Not content with stopping indoor services, the provincial government declared that even drive-in services were verboten.

But the Church of God at Steinbech was not to be deterred. In a Saturday morning Facebook post, the church announced that the planned drive-in service was still on. The church instructed those who planned to attend to stay in their cars with the windows up. A subsequent post told worshippers to tune to 88.5 FM to listen to the service.

"Tomorrow morning we will have the safest parking lot in Manitoba," the post said. "Keep your windows rolled up and stay in your vehicles. This won't be like the parking lots of Costco, Walmart, and the government-owned liquor stores where people freely mingle. Make no mistake, this is not about a virus."

On Sunday morning, parishioners found dozens of police vehicles lined up along the highway outside the church and blocking the entrance to the parking lot.

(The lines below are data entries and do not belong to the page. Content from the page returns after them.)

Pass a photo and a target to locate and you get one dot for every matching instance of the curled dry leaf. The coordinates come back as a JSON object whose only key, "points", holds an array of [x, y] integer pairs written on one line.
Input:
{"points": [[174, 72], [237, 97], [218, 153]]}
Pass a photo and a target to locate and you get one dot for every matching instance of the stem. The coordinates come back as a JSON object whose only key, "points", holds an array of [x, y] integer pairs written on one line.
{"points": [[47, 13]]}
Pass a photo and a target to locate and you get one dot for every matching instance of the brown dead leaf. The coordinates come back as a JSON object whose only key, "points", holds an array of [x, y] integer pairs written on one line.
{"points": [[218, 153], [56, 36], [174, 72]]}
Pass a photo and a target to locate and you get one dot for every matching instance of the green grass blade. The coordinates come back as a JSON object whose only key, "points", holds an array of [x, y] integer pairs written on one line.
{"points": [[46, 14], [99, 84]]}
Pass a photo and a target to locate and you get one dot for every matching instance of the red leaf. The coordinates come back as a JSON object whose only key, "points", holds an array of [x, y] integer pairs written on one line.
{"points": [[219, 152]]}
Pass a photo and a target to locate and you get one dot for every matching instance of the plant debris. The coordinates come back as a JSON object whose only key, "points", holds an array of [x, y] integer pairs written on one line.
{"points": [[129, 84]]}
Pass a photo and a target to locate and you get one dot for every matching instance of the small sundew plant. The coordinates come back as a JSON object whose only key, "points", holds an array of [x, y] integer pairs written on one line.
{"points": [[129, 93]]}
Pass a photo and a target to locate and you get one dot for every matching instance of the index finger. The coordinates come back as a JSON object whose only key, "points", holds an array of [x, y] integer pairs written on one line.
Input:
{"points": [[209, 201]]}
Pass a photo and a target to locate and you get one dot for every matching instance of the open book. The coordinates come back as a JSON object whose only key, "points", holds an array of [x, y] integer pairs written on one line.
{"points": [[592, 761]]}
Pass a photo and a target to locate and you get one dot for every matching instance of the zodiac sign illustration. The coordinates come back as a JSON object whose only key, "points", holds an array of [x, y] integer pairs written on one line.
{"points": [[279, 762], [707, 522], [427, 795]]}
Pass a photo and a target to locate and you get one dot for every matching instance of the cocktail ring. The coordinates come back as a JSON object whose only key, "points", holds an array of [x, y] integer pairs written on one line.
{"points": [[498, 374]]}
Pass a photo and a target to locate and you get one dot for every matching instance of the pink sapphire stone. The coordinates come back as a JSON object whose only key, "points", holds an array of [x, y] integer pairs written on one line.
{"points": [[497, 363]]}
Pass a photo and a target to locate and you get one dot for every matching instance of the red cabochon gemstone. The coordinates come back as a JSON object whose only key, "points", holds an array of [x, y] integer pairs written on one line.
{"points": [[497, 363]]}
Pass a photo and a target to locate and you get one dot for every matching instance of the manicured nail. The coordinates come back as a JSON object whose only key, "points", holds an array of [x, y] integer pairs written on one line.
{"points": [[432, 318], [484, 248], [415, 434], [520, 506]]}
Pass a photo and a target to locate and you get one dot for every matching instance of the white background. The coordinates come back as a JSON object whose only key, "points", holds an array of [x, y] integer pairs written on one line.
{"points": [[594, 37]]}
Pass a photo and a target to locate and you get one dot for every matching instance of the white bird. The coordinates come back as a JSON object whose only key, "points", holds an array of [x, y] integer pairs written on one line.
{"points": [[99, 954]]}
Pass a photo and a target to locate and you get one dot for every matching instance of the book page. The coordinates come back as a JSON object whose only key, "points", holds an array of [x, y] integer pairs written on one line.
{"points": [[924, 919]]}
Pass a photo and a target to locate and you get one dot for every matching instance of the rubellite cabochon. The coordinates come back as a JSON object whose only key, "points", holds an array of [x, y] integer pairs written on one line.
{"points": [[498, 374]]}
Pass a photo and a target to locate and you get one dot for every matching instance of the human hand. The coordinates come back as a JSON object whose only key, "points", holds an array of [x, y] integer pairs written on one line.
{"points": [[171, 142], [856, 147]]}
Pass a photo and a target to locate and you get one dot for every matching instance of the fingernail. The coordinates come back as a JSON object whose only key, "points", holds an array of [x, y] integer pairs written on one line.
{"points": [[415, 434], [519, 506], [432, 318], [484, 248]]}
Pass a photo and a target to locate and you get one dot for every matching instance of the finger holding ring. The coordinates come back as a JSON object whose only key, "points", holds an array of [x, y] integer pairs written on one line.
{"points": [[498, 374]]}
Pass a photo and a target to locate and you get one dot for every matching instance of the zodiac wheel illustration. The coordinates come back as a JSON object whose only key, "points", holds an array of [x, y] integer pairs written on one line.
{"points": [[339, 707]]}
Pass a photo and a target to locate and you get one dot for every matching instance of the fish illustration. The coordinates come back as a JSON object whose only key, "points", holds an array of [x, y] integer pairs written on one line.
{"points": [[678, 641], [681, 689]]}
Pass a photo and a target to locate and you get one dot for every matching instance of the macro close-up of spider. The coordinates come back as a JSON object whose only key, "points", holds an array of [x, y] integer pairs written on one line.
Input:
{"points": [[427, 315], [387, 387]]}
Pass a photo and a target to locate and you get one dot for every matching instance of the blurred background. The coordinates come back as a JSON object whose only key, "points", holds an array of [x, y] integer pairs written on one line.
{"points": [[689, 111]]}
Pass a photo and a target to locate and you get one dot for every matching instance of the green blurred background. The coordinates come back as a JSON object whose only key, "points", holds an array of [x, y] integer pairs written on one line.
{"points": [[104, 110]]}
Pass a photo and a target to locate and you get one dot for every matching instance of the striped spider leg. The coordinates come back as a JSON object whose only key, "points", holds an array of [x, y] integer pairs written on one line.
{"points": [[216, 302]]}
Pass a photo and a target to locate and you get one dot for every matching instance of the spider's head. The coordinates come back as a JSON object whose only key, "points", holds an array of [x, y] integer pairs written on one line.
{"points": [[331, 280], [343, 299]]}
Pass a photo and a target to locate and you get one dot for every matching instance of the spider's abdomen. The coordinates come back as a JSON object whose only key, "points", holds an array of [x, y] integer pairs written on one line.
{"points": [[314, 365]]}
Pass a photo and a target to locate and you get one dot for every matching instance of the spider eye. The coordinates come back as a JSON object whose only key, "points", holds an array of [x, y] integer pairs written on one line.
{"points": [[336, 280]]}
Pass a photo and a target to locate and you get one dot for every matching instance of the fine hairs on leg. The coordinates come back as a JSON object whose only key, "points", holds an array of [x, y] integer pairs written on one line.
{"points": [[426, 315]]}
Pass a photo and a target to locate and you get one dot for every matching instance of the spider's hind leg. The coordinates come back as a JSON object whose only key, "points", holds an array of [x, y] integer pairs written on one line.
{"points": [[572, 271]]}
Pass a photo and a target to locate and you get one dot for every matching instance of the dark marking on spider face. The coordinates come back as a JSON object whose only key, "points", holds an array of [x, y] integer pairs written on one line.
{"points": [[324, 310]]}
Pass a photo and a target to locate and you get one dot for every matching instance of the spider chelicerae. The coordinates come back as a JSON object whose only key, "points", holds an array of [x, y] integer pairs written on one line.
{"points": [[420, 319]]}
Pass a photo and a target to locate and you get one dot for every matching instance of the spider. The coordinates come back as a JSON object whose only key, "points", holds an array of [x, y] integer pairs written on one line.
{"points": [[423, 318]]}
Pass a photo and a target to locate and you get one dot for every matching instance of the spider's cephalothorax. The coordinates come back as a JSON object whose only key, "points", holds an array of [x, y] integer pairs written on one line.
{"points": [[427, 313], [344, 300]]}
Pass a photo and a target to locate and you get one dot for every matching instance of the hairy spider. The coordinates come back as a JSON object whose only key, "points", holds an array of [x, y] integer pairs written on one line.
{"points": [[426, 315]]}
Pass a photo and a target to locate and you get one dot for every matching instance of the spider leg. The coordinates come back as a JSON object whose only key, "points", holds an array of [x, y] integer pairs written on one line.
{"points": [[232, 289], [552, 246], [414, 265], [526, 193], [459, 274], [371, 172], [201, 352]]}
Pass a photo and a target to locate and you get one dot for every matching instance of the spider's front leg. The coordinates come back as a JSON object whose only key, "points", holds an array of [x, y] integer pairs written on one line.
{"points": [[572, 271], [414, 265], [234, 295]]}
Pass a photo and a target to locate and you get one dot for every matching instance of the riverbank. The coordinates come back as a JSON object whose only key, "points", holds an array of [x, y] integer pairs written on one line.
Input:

A video shot as police barricaded the church entrance showed a growing line of cars along the highway being prevented from entering the parking lot.

The church later posted photos showing the highway jammed with cars of people taking part in the drive-in service while parked along the side of the road.

What did the government say about bans on drive-in services?

Dr. Brent Roussin, Manitoba's chief provincial public health officer, told the CBC that the government has several tools it can use to enforce public health restrictions.

"If somebody was undertaking activity that we felt put the health of the public at risk, we could issue a health hazard order that would require an organization to close," Roussin said, according to the CBC. "There could be continued fines, there could be prosecution under the Public Health Act. So those are just the various options available to to enforce things."

According to Roussin, people just need to stay home because even drive-in services can be dangerous.

"We know there are a lot of things that are very important to people, but we've heard from our health care providers, we've seen the numbers, so we are asking Manitobans for a relatively short period of time to take these steps to stay home and limit any type of gatherings," Roussin said Monday, according to Canada's Global News.

"Are people going to be in their car? Is that all household people in there? Does anyone need to use their washroom during this time? There are risks involved with it," Roussin added.